1. Finished the ER rando run by pivoting to the ever-reliable blasphemous blade. I tried to deal with Fire Dragonkin+Placidusax with rot daggers and the ornamental straight swords, but it just wasn’t happening. Farum Azula was a breeze, with Godskin Horah Loux, Field Trip Rennala and Fire Giant. Godskin Duo replaced Gideon Ofnir (continuing the theme of duo fights in that arena), which also wasn’t much of a challenge.

    Unfortunately, Gideon had moved one step ahead as the first phase of Godfrey/HL, followed by Mohg, Lord of Blood. Two of my least favourite fights, but blasphemous blade prevailed.

    I was getting pretty tired of the rando at this point, but my patience was rewarded when Leonine Misbegotten of the Golden Order was followed not only by Elden Apostle, but also Elden Noble, resulting in a four-phase final boss fight culminating in the dramatic defeat of… Elden Snail.

  2. First Elden Ring randomiser attempt highlights so far:

    Started out with dual rot daggers, quickly found Ornamental straight swords, Millicent’s Prosthetic and consecutive attack tear for a no-brainer dex build

    Malenia, the Fell Omen.
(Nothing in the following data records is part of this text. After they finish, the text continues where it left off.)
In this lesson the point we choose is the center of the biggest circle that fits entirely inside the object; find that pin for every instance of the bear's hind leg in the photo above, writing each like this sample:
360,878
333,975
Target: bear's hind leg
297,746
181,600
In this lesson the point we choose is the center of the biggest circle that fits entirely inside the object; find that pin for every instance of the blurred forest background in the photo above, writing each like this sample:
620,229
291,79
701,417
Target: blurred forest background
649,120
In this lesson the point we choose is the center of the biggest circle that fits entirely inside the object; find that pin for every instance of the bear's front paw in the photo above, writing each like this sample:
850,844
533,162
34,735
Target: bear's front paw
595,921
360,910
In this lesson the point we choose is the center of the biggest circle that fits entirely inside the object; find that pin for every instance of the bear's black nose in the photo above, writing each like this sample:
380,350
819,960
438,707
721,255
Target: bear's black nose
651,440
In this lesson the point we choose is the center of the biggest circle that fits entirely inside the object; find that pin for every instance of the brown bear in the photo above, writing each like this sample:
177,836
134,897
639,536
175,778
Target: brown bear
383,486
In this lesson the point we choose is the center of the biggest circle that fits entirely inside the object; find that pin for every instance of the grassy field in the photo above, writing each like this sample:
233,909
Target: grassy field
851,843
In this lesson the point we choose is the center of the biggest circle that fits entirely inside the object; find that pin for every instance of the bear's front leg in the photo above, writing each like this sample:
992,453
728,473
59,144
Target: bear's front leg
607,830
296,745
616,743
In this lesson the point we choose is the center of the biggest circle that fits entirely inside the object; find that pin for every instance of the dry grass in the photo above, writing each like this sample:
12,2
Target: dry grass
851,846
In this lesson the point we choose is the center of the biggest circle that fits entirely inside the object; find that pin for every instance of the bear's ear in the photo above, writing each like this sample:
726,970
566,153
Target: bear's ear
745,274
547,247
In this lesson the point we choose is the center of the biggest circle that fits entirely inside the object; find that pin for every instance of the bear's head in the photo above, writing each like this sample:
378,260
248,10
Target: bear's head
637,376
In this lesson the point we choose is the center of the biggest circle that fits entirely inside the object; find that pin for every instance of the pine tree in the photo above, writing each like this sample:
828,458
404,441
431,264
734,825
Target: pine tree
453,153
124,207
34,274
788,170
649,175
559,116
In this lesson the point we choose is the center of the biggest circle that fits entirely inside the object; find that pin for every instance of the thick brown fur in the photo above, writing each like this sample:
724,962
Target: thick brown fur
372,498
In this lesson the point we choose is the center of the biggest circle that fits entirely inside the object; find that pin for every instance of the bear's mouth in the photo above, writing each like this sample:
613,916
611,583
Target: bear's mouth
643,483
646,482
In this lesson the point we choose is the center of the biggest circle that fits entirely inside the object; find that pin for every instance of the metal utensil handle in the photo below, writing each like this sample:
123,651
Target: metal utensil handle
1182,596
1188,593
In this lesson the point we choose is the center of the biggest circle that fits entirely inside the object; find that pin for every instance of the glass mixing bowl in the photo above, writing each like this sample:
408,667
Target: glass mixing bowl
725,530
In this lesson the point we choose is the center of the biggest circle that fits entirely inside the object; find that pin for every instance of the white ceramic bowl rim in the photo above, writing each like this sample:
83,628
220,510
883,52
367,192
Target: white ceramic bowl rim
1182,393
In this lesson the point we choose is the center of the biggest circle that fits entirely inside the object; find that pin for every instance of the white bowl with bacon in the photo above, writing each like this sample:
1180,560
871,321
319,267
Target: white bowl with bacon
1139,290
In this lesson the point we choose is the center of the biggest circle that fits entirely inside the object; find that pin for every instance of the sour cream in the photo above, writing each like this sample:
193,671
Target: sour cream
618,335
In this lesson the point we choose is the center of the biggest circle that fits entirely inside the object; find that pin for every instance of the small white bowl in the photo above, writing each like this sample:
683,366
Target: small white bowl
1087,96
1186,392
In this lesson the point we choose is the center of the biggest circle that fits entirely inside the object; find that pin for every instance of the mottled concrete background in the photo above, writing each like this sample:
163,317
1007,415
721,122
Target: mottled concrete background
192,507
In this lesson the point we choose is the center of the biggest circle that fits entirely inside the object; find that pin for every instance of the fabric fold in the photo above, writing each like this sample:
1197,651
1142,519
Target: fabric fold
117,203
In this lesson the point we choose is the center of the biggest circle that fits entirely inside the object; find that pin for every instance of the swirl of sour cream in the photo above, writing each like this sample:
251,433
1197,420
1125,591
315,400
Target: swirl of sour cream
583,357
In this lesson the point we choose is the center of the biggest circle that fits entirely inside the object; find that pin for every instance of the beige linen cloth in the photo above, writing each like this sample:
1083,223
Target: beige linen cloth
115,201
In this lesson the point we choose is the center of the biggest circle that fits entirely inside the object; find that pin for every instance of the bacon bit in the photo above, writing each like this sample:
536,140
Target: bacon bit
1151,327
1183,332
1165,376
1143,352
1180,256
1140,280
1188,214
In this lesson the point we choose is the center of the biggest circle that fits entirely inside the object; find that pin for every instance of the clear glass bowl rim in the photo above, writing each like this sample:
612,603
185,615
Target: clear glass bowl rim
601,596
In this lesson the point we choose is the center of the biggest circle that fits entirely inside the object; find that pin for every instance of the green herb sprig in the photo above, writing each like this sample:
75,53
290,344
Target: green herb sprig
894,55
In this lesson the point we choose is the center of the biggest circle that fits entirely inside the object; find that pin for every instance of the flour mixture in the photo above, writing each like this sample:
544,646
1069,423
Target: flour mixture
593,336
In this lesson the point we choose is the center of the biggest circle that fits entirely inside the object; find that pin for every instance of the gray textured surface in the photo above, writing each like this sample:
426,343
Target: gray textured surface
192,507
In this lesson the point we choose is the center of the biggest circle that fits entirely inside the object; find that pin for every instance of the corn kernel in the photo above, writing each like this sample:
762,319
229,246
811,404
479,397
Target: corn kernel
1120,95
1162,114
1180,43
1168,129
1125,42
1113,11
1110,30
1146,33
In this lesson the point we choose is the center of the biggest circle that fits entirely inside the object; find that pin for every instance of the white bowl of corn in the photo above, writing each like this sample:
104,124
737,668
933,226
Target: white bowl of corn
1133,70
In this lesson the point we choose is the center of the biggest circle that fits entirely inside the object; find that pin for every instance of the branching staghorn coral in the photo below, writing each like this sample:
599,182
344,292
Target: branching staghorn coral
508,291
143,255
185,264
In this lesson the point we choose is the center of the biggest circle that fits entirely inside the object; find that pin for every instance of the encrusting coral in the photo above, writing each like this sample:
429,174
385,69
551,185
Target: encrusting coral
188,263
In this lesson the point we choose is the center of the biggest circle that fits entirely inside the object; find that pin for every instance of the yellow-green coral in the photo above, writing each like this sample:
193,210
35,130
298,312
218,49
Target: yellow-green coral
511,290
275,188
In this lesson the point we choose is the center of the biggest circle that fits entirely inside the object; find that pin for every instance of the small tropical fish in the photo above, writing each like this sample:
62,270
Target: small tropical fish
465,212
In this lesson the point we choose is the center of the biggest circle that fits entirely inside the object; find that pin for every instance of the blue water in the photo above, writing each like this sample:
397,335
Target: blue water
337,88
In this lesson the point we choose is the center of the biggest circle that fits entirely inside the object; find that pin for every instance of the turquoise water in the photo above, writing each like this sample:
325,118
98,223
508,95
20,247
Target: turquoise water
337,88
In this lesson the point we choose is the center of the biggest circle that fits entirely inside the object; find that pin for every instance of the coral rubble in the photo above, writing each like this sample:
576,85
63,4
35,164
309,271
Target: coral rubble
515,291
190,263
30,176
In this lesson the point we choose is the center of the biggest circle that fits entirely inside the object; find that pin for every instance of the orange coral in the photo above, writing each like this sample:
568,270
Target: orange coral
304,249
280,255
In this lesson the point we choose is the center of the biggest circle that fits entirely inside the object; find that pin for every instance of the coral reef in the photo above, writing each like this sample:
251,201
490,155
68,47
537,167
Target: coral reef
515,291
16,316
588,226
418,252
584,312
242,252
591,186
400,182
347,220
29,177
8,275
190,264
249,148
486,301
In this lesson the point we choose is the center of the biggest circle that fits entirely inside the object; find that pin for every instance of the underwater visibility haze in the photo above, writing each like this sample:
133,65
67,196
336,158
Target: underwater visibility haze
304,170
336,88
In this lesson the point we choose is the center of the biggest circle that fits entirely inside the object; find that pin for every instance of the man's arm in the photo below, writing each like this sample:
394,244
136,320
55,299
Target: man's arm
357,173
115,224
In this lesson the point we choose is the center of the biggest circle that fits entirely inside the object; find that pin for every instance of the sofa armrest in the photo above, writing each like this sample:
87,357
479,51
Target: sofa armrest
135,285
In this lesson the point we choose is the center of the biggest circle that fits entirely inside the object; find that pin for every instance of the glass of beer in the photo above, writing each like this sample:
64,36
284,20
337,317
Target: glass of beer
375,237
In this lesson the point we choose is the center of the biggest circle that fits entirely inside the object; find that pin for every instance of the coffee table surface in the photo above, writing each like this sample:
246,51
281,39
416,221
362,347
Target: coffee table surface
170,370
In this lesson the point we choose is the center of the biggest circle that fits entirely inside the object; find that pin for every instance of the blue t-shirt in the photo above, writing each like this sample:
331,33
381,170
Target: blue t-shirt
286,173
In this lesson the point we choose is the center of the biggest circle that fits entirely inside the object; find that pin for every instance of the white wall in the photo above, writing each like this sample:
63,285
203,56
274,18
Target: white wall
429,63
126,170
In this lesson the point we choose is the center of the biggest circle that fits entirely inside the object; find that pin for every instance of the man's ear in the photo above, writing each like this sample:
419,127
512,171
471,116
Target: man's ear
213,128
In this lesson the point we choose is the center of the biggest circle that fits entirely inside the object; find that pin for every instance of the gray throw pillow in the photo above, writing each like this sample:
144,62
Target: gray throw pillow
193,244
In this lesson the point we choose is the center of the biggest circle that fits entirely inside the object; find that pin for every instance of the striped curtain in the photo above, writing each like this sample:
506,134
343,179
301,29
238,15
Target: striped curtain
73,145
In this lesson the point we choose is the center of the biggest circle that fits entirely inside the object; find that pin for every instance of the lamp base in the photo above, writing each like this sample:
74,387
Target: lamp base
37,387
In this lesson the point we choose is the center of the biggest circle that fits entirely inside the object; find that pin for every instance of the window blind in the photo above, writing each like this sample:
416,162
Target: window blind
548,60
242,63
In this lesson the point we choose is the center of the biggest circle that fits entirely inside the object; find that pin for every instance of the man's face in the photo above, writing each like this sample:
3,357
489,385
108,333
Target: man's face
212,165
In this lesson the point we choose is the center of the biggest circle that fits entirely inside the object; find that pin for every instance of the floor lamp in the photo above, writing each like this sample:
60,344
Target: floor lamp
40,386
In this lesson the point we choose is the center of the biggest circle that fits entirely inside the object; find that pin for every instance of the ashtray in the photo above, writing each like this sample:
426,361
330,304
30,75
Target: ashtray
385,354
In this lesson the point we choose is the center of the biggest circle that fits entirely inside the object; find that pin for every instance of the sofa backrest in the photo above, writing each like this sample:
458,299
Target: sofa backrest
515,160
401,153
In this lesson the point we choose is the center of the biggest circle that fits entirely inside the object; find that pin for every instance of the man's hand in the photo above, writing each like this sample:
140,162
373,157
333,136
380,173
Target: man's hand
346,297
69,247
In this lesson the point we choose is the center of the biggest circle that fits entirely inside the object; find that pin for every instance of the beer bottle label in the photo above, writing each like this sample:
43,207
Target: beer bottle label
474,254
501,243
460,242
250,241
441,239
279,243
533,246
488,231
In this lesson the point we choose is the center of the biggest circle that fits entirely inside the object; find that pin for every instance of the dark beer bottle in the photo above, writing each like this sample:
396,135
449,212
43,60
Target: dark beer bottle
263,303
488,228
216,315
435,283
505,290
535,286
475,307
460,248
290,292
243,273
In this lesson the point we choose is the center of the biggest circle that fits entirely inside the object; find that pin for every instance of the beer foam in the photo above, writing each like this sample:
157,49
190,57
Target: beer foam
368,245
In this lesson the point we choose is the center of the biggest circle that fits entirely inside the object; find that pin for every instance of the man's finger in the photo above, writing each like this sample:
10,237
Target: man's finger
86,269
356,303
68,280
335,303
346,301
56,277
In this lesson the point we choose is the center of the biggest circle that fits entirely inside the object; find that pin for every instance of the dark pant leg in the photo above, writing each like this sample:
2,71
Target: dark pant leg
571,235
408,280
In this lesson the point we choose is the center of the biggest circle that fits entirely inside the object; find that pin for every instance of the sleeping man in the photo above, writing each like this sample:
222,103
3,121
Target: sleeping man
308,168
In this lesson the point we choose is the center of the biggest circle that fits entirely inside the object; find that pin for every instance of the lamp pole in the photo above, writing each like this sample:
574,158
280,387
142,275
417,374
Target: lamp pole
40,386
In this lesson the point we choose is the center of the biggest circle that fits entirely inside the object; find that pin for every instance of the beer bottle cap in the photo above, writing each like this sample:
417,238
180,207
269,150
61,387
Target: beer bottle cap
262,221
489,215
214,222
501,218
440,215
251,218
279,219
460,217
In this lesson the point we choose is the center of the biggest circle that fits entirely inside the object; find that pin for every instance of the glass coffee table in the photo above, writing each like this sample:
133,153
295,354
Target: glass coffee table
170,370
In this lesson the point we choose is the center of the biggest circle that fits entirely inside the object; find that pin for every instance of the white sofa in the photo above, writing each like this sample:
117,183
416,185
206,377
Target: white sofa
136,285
I’m good at the Malenia fight… in her arena, with a level 125 character. Stormveil is off-limits for most of the game, but it doesn’t prevent progress.

    First hard wall was Valiant Gargoyles, The First Elden Lord. Their poison clouds can almost fill the entire arena. Eventually got them with Death’s Poker and a +10 Mimic Tear, well-supplied with rotten meat dumplings for healing.

    Smooth sailing through the underground and mountaintops until Fire Giant turned out to be ice lightning dragonkin into Placidusax. Time for a break, I’ll figure out how to deal with them later. Maybe dig out the rot daggers again…

  3. Completed thomaswasalone.com. It’s a really beautiful game — perfect narrative, perfect gameplay, wonderful voice acting, excellent music.

    Most multi-character co-op games simply treat the different characters as providing different abilities, but Thomas Was Alone creates meaningful, believable relationships between them, despite them being non-marked, non-emoting rectangles. I enjoyed it even more than Home Sheep Home (the iOS Shaun the Sheep game), which is saying something (I was in the Game Centre top 5% for HSH2 for quite some time).

    Another plus: it can be scaled up to retina-display resolution, making those rectangles extremely crisp despite the subtle tilt placed on every level.